May 23, 2024

Minnesota AG sues testing providers for allegedly failing to deliver results and giving falsified results

Minnesota Attorney General Keith Ellison filed a lawsuit Wednesday against a company and its associated clinical laboratory, which was allegedly providing Covid-19 testing but failed to deliver test results or delivered untimely, falsified test results.

The lawsuit, filed Wednesday in Hennepin County district court, alleges that the Minnesota Department of Health received complaints after people were tested for Covid-19 at pop-up testing sites around Minnesota operated by Center for Covid Control reported never receiving their rapid antigen test or PCR test results from the company’s associated lab, Doctors Clinical Laboratory, or received results much later than the time the companies promised.

In other instances, the lawsuit alleges, some people reported receiving results that were “riddled with inaccurate and false information including listing the wrong test type and false dates and times for when samples were collected from consumers” while other people received negative Covid-19 test results when they hadn’t even submitted samples to be tested.
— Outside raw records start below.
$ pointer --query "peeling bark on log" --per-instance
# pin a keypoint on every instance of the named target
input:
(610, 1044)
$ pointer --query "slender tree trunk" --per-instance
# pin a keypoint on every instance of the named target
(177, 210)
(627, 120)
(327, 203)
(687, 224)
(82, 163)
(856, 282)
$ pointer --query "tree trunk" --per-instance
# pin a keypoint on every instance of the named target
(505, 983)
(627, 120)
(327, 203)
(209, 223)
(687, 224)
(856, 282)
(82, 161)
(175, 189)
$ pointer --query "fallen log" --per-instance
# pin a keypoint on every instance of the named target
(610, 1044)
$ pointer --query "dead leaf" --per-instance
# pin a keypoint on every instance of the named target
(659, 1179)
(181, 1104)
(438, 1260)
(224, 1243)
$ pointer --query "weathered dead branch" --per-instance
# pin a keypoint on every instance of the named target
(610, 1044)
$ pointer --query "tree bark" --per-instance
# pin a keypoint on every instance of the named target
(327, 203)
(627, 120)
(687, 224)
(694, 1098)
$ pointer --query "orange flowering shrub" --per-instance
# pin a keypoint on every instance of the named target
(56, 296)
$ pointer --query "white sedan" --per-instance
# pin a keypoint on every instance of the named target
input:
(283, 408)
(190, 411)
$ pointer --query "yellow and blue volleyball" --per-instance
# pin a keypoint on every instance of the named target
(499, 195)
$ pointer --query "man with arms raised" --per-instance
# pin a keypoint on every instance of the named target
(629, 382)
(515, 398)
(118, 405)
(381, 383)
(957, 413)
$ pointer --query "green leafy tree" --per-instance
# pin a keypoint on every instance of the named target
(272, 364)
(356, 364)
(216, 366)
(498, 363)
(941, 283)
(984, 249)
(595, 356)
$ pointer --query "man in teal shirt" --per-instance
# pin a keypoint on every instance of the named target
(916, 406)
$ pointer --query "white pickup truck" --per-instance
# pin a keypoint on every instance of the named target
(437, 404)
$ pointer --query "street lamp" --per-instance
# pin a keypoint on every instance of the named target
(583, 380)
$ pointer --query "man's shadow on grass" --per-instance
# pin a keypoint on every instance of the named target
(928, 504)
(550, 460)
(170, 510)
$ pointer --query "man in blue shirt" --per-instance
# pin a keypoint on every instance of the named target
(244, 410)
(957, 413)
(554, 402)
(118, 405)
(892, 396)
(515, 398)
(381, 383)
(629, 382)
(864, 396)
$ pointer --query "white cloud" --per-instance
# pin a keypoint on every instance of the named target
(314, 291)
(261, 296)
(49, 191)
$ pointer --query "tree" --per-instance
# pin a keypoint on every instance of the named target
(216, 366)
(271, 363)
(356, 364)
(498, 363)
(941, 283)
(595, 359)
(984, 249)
The suit claims the companies violated Minnesota’s consumer protection laws, including instructing their employees to tell people who called about late test results that the results were coming in 24 hours, “even if the employees had no idea where the sample was or if the lab,” and to “falsely tell consumers that the test result had been inconclusive and that they needed to take another test,” if they called multiple times.

CNN did not immediately receive a response from the two Illinois-based companies, Center for Covid Control or Doctors Clinical Laboratory, when reached for comment.

“My job is to fight for Minnesotans’ security and help them live with dignity, safety, and respect. Making sure that Minnesotans have accurate tools to [keep] them safe from the COVID-19 pandemic is a key part of that job,” Ellison said in a statement announcing the lawsuit.

Last week, CCC announced it would be pausing operations from Jan. 14 until Jan. 22, because “unusually high patient demand has stressed staffing resources, as has been widely reported, in a subset of our locations, affecting our usual customer service standards and diagnostic goals.”

“Center for Covid Control is committed to serving our patients in the safest, most accurate and most compliant manner. Regrettably, due to our rapid growth and the unprecedented recent demand for testing, we haven’t been able to meet all our commitments,” CCC founder and CEO Aleya Siyaj said in the announcement.